LISTEN UP: Lismore SCU students Bec Green, Hayley Lackenby, Dai Walkley and Maddi Campbell.
LISTEN UP: Lismore SCU students Bec Green, Hayley Lackenby, Dai Walkley and Maddi Campbell. Patrick Gorbunovs

Will parties lose young people?

IT'S NO secret that young people represent a powerful constituency this Federal election.

As our politicians tirelessly try to secure young votes by turning to social media and ocker phrases, are they missing the beat on the issues that are important to Generation Y?

In May the Australia Institute surveyed 806 young Australians and found 47% felt no political party represented the interests of young people.

The research found the top five issues that would inform their vote on September 7 were:

JOBS for young people

RENTAL affordability

MARRIAGE equality

CLIMATE change and

UNIVERSITY funding.

Fewer than 25% of young people in the survey ranked the big talking points of the election so far - economic issues and refugee policy - among the top five issues for them.

President of Southern Cross University's Lismore & External Students Association (LEXSA) Ben Bullivant said the views of young people living and studying in the Northern Rivers reflected the Australia Institute's survey results.

He said the cost of living was the biggest issue for students at Southern Cross University.

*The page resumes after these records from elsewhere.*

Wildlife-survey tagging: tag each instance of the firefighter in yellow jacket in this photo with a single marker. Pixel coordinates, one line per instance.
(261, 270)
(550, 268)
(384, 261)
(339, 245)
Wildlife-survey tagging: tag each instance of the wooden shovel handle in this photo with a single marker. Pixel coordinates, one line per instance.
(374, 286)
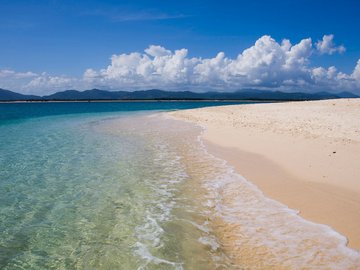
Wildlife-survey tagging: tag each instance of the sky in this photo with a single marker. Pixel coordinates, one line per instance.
(53, 45)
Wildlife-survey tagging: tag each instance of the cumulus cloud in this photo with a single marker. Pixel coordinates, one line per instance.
(327, 46)
(267, 64)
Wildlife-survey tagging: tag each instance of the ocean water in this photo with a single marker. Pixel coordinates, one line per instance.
(126, 187)
(77, 193)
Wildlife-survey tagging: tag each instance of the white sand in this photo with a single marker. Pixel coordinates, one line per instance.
(303, 154)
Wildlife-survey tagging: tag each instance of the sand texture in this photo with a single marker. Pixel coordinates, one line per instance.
(303, 154)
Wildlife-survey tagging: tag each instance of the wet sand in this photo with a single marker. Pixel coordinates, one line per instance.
(303, 154)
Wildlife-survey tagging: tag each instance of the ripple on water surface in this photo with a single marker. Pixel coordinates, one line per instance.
(141, 192)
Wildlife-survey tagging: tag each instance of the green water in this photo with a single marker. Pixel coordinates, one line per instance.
(76, 193)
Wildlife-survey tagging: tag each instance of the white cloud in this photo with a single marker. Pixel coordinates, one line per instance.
(327, 46)
(267, 64)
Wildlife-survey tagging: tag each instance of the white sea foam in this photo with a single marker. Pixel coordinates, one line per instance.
(262, 222)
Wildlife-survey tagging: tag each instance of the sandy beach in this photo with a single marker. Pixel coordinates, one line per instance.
(305, 155)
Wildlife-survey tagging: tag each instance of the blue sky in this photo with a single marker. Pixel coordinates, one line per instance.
(58, 41)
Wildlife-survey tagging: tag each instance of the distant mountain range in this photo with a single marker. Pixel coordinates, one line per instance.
(155, 94)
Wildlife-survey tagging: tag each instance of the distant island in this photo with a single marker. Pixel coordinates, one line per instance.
(156, 94)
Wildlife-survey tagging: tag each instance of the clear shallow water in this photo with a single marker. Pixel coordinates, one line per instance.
(75, 193)
(120, 190)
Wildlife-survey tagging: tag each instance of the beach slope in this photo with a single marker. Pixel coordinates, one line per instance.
(303, 154)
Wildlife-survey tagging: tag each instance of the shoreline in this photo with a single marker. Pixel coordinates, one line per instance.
(297, 163)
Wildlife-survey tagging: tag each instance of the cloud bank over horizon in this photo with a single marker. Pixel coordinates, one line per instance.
(267, 64)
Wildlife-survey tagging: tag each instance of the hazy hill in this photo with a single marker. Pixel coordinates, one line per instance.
(245, 94)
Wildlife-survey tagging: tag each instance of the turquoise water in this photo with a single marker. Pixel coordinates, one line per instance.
(77, 193)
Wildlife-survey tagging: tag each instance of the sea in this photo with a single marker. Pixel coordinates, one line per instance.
(122, 185)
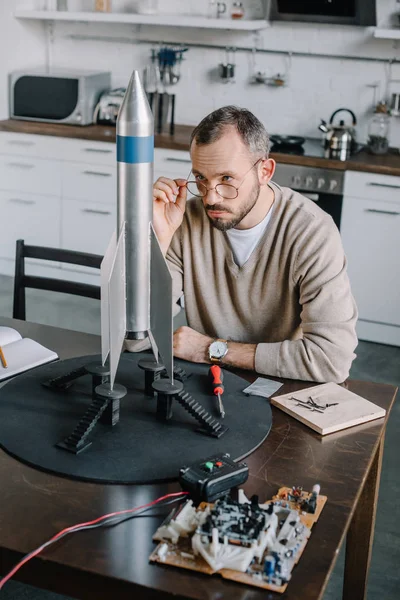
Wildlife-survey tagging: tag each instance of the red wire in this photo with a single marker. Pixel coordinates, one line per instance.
(77, 527)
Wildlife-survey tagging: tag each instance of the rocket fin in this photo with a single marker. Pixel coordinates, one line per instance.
(154, 346)
(105, 273)
(161, 304)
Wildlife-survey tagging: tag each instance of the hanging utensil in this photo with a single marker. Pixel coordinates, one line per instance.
(226, 69)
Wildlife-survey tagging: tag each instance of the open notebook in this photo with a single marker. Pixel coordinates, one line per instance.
(21, 354)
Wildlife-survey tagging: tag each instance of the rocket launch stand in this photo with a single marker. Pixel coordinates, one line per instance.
(168, 391)
(104, 406)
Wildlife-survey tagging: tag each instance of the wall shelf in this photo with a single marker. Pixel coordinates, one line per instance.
(135, 19)
(387, 34)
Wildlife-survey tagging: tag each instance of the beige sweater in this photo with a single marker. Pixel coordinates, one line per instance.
(292, 297)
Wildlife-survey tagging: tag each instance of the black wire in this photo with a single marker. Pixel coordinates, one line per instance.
(108, 522)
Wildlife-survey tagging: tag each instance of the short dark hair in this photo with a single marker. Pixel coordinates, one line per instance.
(250, 129)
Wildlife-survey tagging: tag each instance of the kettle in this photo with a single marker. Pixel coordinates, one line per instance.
(339, 139)
(106, 111)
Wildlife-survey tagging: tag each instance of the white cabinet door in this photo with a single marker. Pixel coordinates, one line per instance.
(175, 164)
(26, 144)
(30, 174)
(370, 232)
(35, 219)
(96, 183)
(99, 153)
(87, 226)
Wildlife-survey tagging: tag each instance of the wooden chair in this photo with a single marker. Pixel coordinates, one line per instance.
(22, 281)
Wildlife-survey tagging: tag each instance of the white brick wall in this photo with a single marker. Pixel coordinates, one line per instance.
(315, 89)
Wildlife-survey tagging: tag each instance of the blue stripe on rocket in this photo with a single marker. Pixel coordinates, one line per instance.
(133, 149)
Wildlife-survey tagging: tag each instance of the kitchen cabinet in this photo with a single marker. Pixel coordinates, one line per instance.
(34, 218)
(371, 238)
(62, 192)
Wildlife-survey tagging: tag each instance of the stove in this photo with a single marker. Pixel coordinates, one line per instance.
(322, 185)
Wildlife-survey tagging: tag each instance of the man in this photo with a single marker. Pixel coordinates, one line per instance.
(262, 268)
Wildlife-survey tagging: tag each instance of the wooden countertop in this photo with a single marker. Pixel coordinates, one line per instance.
(388, 164)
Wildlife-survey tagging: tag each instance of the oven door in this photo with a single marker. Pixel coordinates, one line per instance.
(330, 203)
(344, 12)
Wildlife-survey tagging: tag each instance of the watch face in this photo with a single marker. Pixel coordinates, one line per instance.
(218, 349)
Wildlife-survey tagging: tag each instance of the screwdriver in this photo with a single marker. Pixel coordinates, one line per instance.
(217, 378)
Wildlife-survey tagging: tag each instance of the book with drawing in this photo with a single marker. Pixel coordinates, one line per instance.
(21, 354)
(346, 408)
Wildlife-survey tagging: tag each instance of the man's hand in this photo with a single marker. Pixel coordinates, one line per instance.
(169, 202)
(191, 345)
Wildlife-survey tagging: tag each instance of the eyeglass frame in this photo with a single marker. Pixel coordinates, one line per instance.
(215, 187)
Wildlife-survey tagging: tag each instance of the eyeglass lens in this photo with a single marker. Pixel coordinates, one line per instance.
(223, 189)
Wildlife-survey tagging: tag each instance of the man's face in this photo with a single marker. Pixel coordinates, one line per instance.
(228, 160)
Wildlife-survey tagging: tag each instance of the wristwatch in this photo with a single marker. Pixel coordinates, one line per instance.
(217, 350)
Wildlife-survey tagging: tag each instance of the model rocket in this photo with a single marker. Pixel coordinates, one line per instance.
(148, 284)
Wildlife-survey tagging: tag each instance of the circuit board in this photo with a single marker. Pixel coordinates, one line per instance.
(251, 543)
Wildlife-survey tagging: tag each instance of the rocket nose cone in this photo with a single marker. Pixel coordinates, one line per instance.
(135, 117)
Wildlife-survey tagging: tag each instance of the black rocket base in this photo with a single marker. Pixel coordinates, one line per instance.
(135, 437)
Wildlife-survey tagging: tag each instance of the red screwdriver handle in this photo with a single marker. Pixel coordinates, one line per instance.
(217, 377)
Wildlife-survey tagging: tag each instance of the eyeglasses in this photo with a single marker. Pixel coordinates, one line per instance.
(225, 190)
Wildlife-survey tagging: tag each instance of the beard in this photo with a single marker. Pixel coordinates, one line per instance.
(237, 217)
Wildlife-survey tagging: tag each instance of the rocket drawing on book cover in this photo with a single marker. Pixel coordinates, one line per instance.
(136, 286)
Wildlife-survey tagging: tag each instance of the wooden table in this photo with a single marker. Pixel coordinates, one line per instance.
(113, 562)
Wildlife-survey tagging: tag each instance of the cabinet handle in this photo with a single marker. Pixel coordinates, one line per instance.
(382, 212)
(21, 166)
(184, 160)
(20, 143)
(99, 150)
(21, 201)
(97, 173)
(94, 211)
(313, 197)
(389, 185)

"For young people in our region, the cost of living is definitely the most important issue coming up in the election given some students can't afford regular meals," Mr Bullivant said.

Mr Bullivant also spoke on behalf of the university's Queer Collective and said young people feel marriage equality is a "non-issue" and the Government should keep up with its international counterparts and legislate to effect change.

"Our politicians need to stop dragging their feet on marriage equality and keep up with the rest of the world."

Indigenous co-ordinator for the Australian Youth Climate Change Coalition Amelia Telford said climate change was an important issue for young people heading to the polling booths for the first time.

"Particularly on the Northern Rivers, I've seen a lot of different changes to the coastline due to climate change," Ms Telford said.

"There are lots of ways we can move forward but we have to do it in the next three years, which is why climate change is on the agenda because whoever wins the election will need to take action right away."